Question

5/3if 87.5 percent of a sample of pure 131 i decays in 24 days, what is the half-life of 131 i?

Answer 1

1st time of decay: 50%
2nd time of decay: 50%+25%=75%
3rd time of decay: 75+12.5%=87.5%
Therefore, 87.5% of the samples decays in 3 half-lives
Therefore, 24 days is 3 half-lives
Therefore:
1 half-life is 24/3 = 8 days

Answer 2

Answer : The half-life of iodine is, 8 days.

Explanation :

First we have to calculate the rate constant.

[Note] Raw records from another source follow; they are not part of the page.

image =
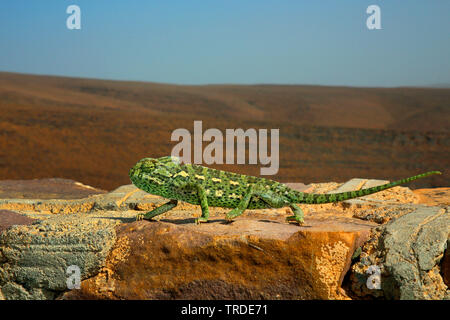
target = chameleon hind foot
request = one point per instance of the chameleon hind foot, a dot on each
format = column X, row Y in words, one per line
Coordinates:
column 298, row 215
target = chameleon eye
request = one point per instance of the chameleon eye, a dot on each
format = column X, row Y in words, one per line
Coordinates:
column 163, row 171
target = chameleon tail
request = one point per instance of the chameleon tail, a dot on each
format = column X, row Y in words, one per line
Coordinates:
column 313, row 198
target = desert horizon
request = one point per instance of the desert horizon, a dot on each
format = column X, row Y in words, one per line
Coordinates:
column 93, row 130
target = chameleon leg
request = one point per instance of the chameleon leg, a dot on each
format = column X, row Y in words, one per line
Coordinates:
column 243, row 204
column 157, row 211
column 298, row 214
column 203, row 204
column 272, row 199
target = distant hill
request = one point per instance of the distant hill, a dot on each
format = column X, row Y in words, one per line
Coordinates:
column 93, row 130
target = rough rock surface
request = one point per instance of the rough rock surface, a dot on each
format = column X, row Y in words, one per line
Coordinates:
column 258, row 256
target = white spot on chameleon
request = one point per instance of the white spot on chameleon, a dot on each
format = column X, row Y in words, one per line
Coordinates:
column 182, row 173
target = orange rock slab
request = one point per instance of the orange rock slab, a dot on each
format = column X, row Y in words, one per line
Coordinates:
column 250, row 258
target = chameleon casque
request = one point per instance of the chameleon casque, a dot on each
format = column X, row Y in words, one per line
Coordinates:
column 206, row 187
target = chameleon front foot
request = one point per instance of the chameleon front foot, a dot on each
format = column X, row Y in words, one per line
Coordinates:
column 140, row 216
column 295, row 219
column 201, row 220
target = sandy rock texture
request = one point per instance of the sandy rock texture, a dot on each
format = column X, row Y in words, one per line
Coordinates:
column 404, row 234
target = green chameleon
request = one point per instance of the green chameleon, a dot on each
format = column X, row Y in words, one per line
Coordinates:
column 203, row 186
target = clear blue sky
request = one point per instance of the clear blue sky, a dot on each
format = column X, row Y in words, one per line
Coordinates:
column 231, row 41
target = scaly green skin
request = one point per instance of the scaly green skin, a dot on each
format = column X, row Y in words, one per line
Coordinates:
column 207, row 187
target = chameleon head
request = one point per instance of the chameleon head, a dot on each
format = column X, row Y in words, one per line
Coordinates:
column 149, row 171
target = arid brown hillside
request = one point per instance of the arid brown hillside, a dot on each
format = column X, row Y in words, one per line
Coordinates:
column 93, row 130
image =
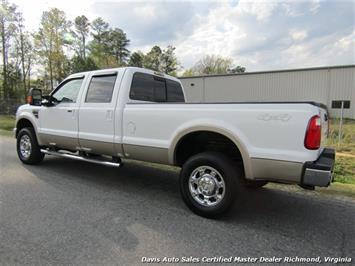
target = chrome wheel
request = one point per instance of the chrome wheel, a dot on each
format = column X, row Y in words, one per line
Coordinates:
column 25, row 146
column 206, row 186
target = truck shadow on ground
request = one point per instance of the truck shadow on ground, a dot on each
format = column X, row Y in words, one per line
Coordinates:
column 148, row 195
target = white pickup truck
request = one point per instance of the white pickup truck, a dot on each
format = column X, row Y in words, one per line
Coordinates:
column 105, row 115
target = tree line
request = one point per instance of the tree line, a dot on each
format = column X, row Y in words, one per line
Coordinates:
column 60, row 47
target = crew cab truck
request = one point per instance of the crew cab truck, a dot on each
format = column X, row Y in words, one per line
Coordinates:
column 105, row 115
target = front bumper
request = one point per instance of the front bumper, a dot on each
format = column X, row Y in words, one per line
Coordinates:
column 320, row 172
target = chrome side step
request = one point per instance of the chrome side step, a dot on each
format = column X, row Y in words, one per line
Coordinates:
column 80, row 158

Expression for rate law for first order kinetics is given by:

`k=(2.303)/(t)\log(a)/(a-x)`

where,

k = rate constant = ?

t = time passed by the sample = 24 days

a = let initial amount of the reactant = 100 g

a - x = amount left after decay process = 100 - 87.5 = 12.5 g

Now put all the given values in above equation, we get

`k=\frac{2.303}{24\text{ days}}\log(100)/(12.5)`

`k=8.66* 10^(-2)\text{ days}^(-1)`

Now we have to calculate the rate constant, we use the formula :

`k=(0.693)/(t_(1/2))`

`8.66* 10^(-2)=(0.693)/(t_(1/2))`

`t_(1/2)=8.00\text{ days}`

Therefore, the half-life of iodine is, 8 days.